Recent history: Shares of the oil field pipeline coating maker climbed steadily this year before going on a wild roller coaster ride more recently. ShawCor stock surged 20 per cent a day after it announced on Sept. 5 that it was setting up a strategic review because Virginia Shaw, its controlling shareholder with 63 per cent of the votes, was interested in selling. After three months of speculation on a potential buyer, the firm said on Dec. 5 that an acceptable sale for all of the shares of the company was “highly unlikely at this time. ” That news sent its shares plunging 14 per cent the next day, but they are still trading well above their price prior to the announcement of the sales process.
Outlook: The current price of ShawCor stock indicates that investors don’t believe the company is off the table for potential buyers. The decision to not go ahead with a sale now could be a tactic “to flush other potential bidders out of the woodwork, or get a higher offer,” said Robert Gill, a portfolio manager with Morrison Williams Investment Management Ltd. “The company will likely be sold. We don’t know when... It is likely that [bidders] did not hit the price that management was looking for.”
The company is by far the global leader in its niche, and the acquisition of ShawCor would be a “fantastic bolt-on investment for another industry player,” said Mr. Gill, who holds its shares. Some of the potential buyers are European pipe makers like Tenaris SA and Vallourec SA as well as U.S.-based Halliburton Co., Schlumberger Ltd., National Oilwell Varco Inc. and General Electric Co., he suggested.
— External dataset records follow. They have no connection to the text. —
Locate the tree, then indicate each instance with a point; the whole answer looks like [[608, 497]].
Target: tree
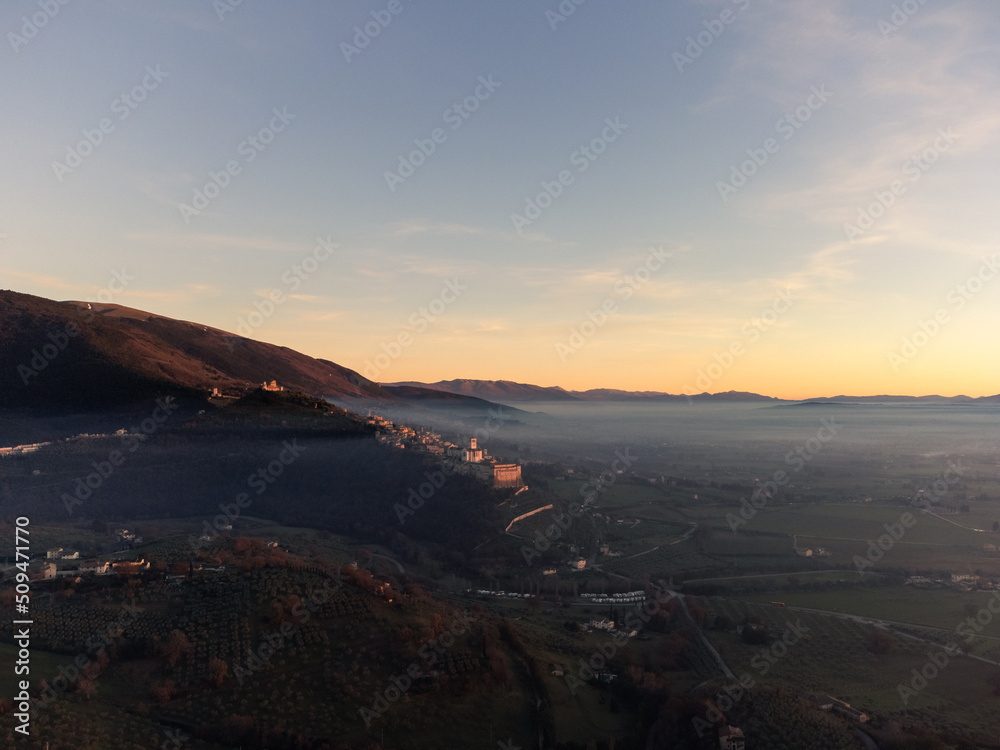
[[217, 671], [177, 645], [163, 691]]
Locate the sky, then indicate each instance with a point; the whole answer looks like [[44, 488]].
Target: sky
[[792, 198]]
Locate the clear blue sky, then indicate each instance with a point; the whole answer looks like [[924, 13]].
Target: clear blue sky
[[865, 94]]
ShawCor is very profitable, has a strong balance sheet, and is a technological leader in making protective coatings for pipes used in difficult places to find oil like the deep waters of the Gulf of Mexico and the North Sea, he said. “Until the company gets taken out, it will continue to operate very well... When you are the biggest player globally, it’s very difficult to compete against you.”
It’s a stock that investors still should consider because “you get into a great business at a very fair price,” said Mr. Gill. “It is a company that is buying back shares, and has increased dividends every year for the last decade. Meanwhile, you get exposure to a potential takeout catalyst... We feel a fair price is over $50 a share.”